カナダ天然ガス事業
三菱商事が挑む「LNGカナダプロジェクト」は、カナダ初の大型LNG事業です。日本のLNG需要の20%を超える量に相当する、年間1,400万トンのLNG生産能力を誇ります。また、カナダ西海岸にLNG輸出基地を建設することで、海上交通の要衝を通る必要がなく、政治的に安定したカナダから日本や東アジアへ、エネルギーの安定供給を可能にしました。50年以上のLNG事業の知見を活かし、脱炭素社会の実現とアジアへのエネルギー安定供給を目指す挑戦の軌跡や、私たちの思いをぜひご覧ください。
カナダ天然ガス事業
LNGとは?
液化天然ガス(Liquefied Natural Gas)。天然ガスを冷却し体積を600分の1に縮小することで、天然ガス生産地から遠く離れた需要地へ、船による大量輸送を可能にしたエネルギー。石炭や石油に比べて温室効果ガスの排出が少なく、経済成長やAIの普及によるエネルギー需要の増加、さらには低炭素化の潮流に応える「現実的な解決策」として重要性が高まっている。

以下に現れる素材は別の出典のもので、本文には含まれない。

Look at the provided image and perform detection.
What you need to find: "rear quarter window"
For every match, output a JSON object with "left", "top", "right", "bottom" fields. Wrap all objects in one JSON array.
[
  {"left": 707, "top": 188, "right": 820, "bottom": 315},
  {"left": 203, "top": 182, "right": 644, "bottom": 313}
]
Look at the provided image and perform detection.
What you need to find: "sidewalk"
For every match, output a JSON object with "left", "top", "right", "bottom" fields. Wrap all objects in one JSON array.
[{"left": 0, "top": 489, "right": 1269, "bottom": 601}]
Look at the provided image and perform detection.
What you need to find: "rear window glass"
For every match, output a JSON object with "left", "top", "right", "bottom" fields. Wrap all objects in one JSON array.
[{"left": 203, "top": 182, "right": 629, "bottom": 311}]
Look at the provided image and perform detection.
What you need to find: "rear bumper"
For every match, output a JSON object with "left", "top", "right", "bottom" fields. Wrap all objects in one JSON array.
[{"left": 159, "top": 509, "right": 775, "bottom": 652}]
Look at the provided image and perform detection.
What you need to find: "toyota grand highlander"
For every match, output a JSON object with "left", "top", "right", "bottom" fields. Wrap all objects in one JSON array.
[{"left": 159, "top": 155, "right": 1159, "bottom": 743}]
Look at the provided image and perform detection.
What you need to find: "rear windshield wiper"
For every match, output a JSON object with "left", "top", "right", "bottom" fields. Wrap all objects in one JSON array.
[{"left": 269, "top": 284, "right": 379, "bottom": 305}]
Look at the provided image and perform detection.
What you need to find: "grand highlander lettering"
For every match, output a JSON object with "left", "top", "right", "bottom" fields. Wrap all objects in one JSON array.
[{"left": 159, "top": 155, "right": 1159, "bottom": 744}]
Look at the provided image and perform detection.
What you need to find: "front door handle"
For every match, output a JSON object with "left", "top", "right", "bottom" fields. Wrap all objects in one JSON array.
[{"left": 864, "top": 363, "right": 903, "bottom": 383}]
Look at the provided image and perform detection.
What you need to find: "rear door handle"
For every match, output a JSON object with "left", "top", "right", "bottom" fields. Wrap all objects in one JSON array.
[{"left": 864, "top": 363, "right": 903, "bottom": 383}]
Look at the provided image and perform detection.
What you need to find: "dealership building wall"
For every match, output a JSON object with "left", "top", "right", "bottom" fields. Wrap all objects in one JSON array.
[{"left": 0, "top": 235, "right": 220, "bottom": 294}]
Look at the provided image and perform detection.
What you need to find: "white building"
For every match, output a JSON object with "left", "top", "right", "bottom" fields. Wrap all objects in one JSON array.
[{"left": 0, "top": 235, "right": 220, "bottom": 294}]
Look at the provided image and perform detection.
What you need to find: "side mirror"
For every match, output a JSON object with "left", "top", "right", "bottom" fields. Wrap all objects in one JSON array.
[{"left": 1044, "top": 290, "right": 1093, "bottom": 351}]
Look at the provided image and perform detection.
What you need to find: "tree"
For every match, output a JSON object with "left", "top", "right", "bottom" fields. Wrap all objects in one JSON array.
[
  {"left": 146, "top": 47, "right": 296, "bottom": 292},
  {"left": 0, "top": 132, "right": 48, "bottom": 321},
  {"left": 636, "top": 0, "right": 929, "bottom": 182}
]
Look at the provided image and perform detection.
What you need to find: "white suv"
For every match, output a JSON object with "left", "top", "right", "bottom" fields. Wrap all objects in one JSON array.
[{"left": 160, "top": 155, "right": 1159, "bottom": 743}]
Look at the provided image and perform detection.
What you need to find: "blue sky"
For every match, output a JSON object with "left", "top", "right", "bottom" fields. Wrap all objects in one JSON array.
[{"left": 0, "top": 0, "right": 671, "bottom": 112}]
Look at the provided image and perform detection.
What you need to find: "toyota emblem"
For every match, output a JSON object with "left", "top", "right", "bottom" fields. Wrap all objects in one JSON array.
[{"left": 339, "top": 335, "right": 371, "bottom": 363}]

01.カナダという新たな供給源確保で目指すエネルギーの安定供給
当社は世界各地のLNGプロジェクトへの参画を通じ、世界のLNG輸入量の約25%を占めるプロジェクトに関与しています。
伝統的な供給源はアジア・オセアニアが中心でしたが、2000年代後半の北米シェール革命の機を捉え、米国、そして今般新たにカナダへと、供給源を多様化してきました。カナダは日本・アジアとの距離が近く、海上交通の要衝を通る必要のない、地理的にも魅力的なLNG産出国です。
地政学リスクの高まりを受けてエネルギー安全保障の重要性が再認識される中、新規供給源の確保を通じて、エネルギーの安定供給に貢献することを目指しています。
世界で展開する当社の天然ガス事業
カナダの魅力
02.上流から下流までのバリューチェーンを構築、半世紀を超えるLNG事業を礎に
当社のカナダ天然ガス事業では、①カナダ内陸でシェールガス(天然ガス)を生産、②約670kmのパイプラインで西海岸に輸送、プラントでLNG(液化天然ガス)に液化し、③運搬船で日本などアジアへ輸送・販売する、上流から下流まで3事業から成るバリューチェーンを構築しています。
シェール革命の黎明期に、業界でも一歩先取りして取り組みを進めたことが、良質で競争力の高い上流シェールガス資産の取得と、中流のLNGカナダ立ち上げにつながりました。また、下流でLNG販売を担うDiamond Gas International Pte. Ltd.をシンガポールに設立、カナダ産を含む自社販売LNGのポートフォリオを構築することで、LNGトレーディング・販売機能を強化しています。
カナダ天然ガス事業のバリューチェーン
当社は1969年のLNG事業参入以来、原料ガスの上流開発から液化、輸送、販売に至るまで、LNGバリューチェーン全体に関与してきました。カナダLNG事業は、当社がそうして積み上げてきた事業開発やプロジェクトマネジメントの知見、顧客・パートナーとの信頼関係が事業の礎になっています。